In Alice Walker’s COLOR PURPLE, even Mister, (whom I recall seeing a group of black men on TV protesting the movie version, charging that it portrayed a black man in a negative light), had redeeming qualities by the end of the book. He and Celie, (whom he tormented earlier in the book,) seemed to have become like family, even if not lovers.
And who can render a more tender, flawed Black man than Toni Morrison? My favorite male character from her novels was Paul D, who it was click more details said to be so love here “blessed” that women wept after his presence in their house. (Novel: BELOVED.) Also, I recently pleasantly revisited Morrison’s third novel, SONG OF SOLOMON’s money-grubbing Macon Dead and his free-spirited son, Milkman, which is a very male-centered book. But some have even said she rendered the father character Cholly, who molested and impregnated his 11-year old daughter Pecola (Novel: THE BLUEST EYE), in a human light where you could at least empathize with his twisted, perverted love.
These are just some of the flawed male characters in African American books.
Just as we love (and recognize) them as readers, in real life, children loved flawed fathers.
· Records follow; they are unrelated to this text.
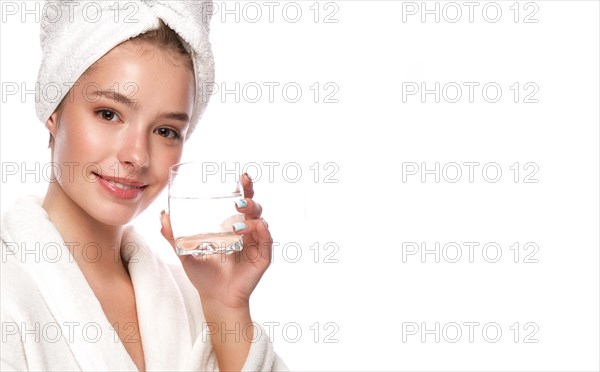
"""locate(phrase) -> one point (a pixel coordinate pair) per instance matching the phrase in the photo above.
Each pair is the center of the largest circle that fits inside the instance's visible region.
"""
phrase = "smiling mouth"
(122, 186)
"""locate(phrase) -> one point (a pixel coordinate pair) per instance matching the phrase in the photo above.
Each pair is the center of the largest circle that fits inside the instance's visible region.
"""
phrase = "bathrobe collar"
(162, 316)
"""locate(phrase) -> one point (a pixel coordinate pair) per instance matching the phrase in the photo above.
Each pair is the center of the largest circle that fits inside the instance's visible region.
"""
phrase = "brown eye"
(167, 133)
(107, 115)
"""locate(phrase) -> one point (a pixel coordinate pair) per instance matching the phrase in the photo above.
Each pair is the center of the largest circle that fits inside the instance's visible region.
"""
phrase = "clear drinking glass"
(202, 209)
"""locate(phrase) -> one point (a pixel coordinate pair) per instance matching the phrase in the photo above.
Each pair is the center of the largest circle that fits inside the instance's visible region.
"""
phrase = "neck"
(95, 246)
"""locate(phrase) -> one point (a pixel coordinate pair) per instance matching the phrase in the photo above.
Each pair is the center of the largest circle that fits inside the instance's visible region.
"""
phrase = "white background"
(355, 313)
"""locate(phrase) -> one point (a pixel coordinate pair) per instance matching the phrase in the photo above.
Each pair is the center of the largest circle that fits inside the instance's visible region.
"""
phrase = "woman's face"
(120, 129)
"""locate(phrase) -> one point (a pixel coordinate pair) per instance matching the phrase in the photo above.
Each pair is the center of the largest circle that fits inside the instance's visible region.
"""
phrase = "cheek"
(162, 159)
(78, 142)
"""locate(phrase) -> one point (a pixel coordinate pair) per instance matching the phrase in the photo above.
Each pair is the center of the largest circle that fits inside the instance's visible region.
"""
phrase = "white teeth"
(124, 187)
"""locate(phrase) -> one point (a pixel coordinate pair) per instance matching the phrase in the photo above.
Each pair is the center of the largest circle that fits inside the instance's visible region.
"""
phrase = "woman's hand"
(227, 281)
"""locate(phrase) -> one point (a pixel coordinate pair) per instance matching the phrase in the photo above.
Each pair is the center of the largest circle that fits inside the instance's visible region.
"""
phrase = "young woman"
(80, 290)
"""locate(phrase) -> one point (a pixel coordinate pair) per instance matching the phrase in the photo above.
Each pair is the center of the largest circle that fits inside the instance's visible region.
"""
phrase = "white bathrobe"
(52, 321)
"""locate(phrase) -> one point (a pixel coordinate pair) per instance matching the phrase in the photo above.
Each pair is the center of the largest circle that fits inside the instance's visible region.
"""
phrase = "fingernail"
(241, 203)
(238, 226)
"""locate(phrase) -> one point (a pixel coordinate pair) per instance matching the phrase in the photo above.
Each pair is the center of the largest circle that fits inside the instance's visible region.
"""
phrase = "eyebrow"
(118, 97)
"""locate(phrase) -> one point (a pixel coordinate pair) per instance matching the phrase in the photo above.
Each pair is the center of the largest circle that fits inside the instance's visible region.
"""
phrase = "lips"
(122, 188)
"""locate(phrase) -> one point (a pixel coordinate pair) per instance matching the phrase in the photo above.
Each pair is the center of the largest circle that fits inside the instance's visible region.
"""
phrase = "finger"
(249, 207)
(248, 186)
(258, 229)
(166, 230)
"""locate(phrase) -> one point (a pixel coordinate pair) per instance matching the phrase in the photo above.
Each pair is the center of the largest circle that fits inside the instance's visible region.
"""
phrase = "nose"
(133, 148)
Unfortunately, many single fathers give up and don’t form a relationship because they don’t have money. But children don’t care. They just want the love and the time from their fathers. Judging from that Father’s Day six years ago, adults (former children) not only want check more that time, they need it.
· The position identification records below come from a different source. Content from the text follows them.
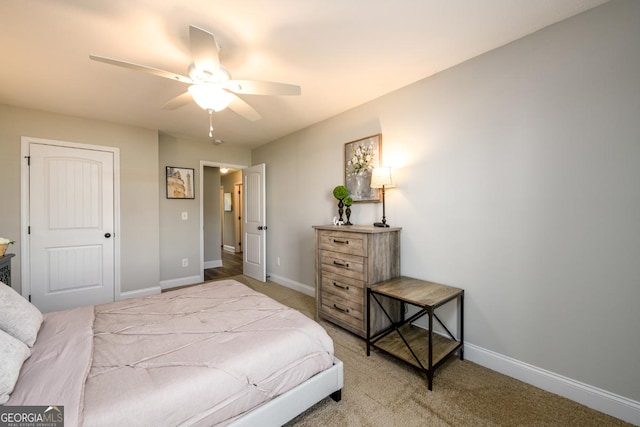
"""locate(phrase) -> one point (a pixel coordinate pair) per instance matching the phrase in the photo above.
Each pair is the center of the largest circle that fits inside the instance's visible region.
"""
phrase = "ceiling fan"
(211, 86)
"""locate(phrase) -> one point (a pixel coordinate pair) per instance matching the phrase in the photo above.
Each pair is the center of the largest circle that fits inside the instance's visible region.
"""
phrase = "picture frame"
(180, 183)
(360, 158)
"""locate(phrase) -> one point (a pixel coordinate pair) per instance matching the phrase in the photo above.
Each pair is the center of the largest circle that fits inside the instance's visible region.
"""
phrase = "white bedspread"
(196, 356)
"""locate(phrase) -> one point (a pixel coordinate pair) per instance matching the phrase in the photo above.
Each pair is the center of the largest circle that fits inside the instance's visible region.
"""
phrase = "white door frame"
(203, 164)
(25, 265)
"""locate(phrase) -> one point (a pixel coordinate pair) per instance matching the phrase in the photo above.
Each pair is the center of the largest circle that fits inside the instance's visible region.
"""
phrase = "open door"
(255, 223)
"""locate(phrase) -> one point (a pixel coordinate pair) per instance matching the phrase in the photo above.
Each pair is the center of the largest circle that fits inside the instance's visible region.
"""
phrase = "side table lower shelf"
(415, 345)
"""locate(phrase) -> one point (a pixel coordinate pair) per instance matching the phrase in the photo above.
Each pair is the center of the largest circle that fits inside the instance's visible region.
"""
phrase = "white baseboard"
(182, 281)
(601, 400)
(213, 264)
(154, 290)
(292, 284)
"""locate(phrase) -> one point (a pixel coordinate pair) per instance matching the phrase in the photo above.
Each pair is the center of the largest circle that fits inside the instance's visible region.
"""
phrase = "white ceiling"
(342, 54)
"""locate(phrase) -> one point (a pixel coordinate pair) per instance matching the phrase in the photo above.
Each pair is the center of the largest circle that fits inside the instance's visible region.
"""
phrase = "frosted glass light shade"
(210, 96)
(382, 177)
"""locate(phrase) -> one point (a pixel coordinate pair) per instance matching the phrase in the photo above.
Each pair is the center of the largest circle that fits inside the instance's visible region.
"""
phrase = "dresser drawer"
(345, 311)
(343, 264)
(347, 290)
(343, 242)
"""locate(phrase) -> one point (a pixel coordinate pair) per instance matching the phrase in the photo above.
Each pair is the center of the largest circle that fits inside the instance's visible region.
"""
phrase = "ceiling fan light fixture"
(210, 97)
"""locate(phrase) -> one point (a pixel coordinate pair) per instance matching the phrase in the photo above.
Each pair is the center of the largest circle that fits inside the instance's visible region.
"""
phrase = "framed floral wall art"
(180, 183)
(360, 158)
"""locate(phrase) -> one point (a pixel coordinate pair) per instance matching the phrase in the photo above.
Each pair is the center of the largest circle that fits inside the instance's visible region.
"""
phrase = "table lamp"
(381, 178)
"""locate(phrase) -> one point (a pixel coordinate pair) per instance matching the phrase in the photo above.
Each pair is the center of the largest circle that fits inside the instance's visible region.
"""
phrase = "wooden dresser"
(348, 260)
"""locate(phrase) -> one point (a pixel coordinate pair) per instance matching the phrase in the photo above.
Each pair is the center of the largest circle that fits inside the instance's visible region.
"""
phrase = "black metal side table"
(420, 347)
(5, 268)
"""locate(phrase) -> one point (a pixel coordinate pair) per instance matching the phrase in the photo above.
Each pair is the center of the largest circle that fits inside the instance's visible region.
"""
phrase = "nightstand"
(5, 268)
(413, 344)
So what are the answers? They are not easy ones. These are just some suggestions to help fill in the gaps.
For men whose fathers weren’t there, join male groups at your church so you can learn how to father. Don’t let history repeat itself.
And for Black fathers who are stepping up to the plate, the next generation applauds you. Even so, why not include other fatherless boys in your activities with your sons?
For fathers with daughters, be a good example of what a man should be. Tell your daughter she’s beautiful, so she won’t be easily misled by men who mean her no good.
For those who grew up with fathers who were emotionally or physically absent, they should go back and rewrite their scripts of their own values so that they can heal themselves and not be bitter. Carrying negative baggage from the past only hinders our relationships and our spiritual growth.
With that said, many Black fathers today feel unappreciated–even when they are in the home, doing the best they can in a racist world.